Using a predictive model, the researchers identified the KRAS and PIK3CA genes as potential targets of alkylation-induced mutation. Consistent with this prediction, they found that colorectal tumors harboring KRAS G12D, KRAS G13D, or PIK3CA E545K driver mutations, which are commonly observed in colorectal cancer, had greater enrichment of the alkylating signature compared to tumors without these mutations. The alkylating signature was also associated with patient survival: Patients whose tumors had the highest levels of alkylating damage had a 47 percent greater risk of colorectal cancer-specific death compared to patients with lower levels of damage.
“Our study identified for the first time an alkylating mutational signature in colon cells and linked it to red meat consumption and cancer driver mutations,” said Giannakis. “These findings suggest that red meat consumption may cause alkylating damage that leads to cancer-causing mutations in KRAS and PIK3CA, thereby promoting colorectal cancer development. Our data further support red meat intake as a risk factor for colorectal cancer and also provide opportunities to prevent, detect, and treat this disease.”
Giannakis explained that if physicians could identify individuals who are genetically predisposed to accumulating alkylating damage, these individuals could be counseled to limit red meat intake as a form of precision prevention. In addition, the alkylating mutational signature could be used as a biomarker to identify patients at greater risk of developing colorectal cancer or to detect cancer at an early stage. Because of its association with patient survival, the alkylating signature may also have potential as a prognostic biomarker. However, future studies are needed to explore these possibilities, Giannakis noted.

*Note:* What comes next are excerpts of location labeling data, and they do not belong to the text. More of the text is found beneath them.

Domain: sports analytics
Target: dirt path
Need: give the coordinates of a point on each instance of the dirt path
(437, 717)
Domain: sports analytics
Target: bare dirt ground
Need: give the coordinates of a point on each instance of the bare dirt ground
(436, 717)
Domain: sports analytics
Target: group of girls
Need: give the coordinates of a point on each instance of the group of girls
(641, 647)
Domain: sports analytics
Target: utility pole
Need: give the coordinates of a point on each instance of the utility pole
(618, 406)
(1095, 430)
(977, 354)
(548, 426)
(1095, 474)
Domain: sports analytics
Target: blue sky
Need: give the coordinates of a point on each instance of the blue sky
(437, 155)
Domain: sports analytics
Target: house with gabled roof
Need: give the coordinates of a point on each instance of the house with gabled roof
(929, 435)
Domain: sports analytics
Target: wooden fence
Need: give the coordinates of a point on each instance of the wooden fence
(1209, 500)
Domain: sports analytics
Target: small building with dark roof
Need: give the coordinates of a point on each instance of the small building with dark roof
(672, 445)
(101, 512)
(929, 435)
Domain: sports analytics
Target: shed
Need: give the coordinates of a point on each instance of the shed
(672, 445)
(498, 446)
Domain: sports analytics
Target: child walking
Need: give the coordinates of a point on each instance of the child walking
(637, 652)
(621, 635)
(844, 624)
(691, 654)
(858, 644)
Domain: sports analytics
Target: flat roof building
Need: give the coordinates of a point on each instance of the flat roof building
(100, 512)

A limitation of the study is the potential selection bias of study participants, as tissue specimens could not be retrieved from all incident colorectal cancer cases in the cohort studies. Current studies from Giannakis and his colleagues are exploring the potential role of red meat intake and alkylating damage in diverse groups of patients.
The study was supported by the National Institutes of Health, the Stand Up To Cancer Colorectal Cancer Dream Team Translational Research Grant (co-administered by the AACR), the Project P Fund, the Cancer Research UK Grand Challenge Award, the Nodal Award from the Dana-Farber Harvard Cancer Center, the Friends of the Dana-Farber Cancer Institute, the Bennett Family Fund, and the Entertainment Industry Foundation through the National Colorectal Cancer Research Alliance and Stand Up To Cancer.
Giannakis has received research funding from Bristol-Myers Squibb, Merck, Servier, and Janssen unrelated to this study.